Optional data columns, where values may or may not be present in a cell, can complicate things for Row Match as well. Again, a simple Row Extractor may not do the trick. While a more complicated extractor may successfully extract the table's information, the Header-Value method (or the Infer Grid) may be simpler to set up and produce the same or even better results.

However, the Header-Value method does have its limitations. Perhaps most obviously, header labels are necessary for this method to work. In tables where header labels are not present, Header-Value will not be suitable for use.

Furthermore, the Header-Value method requires several extractors to detect a table’s structure and extract the values inside, at least two extractors for every Data Column (one for its header and one for its values). Because of this, there are several components to configure in order to extract a table’s information. For relatively simple tables, Row Match ends up being simpler to set up, both being less time consuming and using fewer objects.

The Infer Grid method also has some advantages over Header-Value. There are some specialized use cases, such as reading OMR checkboxes in tables and reprocessing table cells using a secondary OCR profile, where Infer Grid does things the other two methods simply can’t.

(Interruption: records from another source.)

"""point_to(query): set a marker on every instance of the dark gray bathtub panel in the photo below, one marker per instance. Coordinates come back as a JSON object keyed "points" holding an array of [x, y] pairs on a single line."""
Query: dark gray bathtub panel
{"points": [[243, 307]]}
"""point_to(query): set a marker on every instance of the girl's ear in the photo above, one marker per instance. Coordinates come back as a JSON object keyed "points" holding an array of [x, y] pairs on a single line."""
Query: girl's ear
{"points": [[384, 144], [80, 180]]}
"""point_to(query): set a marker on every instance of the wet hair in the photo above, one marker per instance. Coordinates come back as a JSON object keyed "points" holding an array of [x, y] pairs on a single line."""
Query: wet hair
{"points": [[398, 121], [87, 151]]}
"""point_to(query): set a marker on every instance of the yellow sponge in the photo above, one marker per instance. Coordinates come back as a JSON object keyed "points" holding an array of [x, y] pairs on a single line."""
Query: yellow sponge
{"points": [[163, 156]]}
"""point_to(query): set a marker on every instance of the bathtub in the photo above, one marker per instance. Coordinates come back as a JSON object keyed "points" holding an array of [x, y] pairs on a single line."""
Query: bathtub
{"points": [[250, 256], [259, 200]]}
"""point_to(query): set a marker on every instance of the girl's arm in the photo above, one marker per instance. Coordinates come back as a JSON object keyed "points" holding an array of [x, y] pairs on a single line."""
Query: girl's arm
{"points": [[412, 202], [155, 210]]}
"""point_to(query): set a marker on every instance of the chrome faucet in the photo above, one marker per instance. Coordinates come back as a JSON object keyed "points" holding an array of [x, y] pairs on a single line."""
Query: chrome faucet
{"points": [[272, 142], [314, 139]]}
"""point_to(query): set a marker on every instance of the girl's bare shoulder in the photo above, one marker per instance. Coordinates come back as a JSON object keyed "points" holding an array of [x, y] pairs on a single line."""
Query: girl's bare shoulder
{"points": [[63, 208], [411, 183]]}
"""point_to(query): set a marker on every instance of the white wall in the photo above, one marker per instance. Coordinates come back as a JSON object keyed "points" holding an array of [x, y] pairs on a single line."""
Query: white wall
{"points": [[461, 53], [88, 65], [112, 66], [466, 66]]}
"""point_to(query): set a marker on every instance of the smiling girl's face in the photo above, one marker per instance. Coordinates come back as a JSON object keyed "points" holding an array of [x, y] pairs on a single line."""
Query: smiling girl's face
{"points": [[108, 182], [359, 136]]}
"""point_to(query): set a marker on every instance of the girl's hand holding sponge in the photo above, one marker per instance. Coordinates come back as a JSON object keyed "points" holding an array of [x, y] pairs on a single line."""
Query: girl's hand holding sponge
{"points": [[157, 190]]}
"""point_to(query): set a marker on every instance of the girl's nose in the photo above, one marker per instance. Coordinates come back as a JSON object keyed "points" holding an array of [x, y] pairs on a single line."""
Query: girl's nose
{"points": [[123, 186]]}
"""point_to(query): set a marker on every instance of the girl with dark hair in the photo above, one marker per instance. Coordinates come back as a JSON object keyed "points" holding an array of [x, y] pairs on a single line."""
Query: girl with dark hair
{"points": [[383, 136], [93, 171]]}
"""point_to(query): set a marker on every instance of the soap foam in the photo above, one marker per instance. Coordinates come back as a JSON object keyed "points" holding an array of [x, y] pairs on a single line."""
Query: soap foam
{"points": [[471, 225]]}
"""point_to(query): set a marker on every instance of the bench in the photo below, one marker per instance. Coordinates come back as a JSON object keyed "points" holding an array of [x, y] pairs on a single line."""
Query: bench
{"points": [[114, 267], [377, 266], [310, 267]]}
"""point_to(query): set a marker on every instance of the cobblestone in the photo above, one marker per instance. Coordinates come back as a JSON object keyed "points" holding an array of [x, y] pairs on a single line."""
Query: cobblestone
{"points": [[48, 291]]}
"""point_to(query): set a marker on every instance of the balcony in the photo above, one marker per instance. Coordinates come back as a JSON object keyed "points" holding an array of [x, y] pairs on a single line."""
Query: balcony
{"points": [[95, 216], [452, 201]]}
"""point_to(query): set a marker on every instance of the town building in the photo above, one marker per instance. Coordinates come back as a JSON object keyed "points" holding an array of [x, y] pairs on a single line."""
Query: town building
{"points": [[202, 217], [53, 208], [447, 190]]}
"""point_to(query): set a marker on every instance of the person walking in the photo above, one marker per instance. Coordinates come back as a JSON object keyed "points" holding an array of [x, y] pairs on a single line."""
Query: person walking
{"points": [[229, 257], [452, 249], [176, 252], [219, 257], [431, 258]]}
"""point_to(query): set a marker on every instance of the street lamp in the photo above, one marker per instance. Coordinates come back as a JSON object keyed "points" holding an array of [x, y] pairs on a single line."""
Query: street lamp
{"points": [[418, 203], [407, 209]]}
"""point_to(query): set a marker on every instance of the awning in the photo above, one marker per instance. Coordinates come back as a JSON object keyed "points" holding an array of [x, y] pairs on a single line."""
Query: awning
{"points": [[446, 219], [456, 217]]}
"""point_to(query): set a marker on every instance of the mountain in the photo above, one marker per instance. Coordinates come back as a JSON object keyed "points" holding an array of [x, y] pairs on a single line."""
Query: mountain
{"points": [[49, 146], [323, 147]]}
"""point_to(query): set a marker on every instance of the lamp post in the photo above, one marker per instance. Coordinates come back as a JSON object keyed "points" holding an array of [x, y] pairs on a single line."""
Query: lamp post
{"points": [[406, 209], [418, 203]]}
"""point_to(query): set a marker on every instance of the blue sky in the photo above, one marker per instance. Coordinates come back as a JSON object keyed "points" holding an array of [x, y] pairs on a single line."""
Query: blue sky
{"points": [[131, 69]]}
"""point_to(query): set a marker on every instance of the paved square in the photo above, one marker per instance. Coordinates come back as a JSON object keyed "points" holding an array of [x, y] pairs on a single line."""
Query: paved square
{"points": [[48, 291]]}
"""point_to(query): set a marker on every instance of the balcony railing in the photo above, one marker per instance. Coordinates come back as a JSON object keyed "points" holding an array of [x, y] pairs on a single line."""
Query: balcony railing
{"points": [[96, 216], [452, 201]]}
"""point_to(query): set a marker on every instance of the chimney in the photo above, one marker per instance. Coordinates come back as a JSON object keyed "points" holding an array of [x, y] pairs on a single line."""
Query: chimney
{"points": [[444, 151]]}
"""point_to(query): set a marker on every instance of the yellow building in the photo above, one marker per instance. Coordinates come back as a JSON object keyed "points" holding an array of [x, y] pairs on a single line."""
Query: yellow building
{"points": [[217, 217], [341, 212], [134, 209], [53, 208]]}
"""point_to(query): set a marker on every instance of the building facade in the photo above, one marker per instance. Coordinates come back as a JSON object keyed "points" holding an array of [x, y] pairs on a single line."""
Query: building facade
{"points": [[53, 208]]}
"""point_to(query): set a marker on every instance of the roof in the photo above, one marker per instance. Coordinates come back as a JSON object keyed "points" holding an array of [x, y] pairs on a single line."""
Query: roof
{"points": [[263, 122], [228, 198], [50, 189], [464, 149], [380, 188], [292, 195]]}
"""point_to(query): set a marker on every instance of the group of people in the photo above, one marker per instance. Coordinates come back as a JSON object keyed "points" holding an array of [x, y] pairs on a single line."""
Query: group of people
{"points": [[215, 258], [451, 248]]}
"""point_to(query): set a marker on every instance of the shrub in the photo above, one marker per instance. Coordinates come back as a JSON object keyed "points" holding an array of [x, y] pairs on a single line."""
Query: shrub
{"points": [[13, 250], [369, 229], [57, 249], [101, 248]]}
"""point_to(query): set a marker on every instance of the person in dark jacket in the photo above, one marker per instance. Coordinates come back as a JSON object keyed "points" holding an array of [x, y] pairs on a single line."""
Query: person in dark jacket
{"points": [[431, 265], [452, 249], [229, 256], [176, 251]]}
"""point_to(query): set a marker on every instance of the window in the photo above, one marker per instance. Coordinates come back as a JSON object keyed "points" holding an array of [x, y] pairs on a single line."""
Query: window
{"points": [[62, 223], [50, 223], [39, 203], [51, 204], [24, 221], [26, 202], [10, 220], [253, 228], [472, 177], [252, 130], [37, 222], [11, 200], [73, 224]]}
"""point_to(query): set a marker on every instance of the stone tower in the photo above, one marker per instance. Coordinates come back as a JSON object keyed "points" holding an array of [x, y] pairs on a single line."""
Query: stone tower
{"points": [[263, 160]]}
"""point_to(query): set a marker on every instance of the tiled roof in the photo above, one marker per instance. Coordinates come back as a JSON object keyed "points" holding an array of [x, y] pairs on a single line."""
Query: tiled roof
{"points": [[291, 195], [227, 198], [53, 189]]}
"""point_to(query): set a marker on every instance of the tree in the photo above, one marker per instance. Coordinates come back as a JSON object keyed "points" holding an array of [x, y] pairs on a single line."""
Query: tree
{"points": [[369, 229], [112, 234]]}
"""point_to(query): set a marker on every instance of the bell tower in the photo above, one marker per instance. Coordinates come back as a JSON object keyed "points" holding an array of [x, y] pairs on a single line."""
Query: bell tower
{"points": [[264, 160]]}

Infer Grid also performs well when table line information can be saved to a page’s layout data.

How To

Creating a Data Table in Grooper

Before you begin

A Data Table is a Data Element used to model and extract a table's information on a document. Just like other Data Elements, such as Data Fields and Data Sections, Data Tables are created as children of a Data Model. This guide assumes you have created a Content Model with a Data Model.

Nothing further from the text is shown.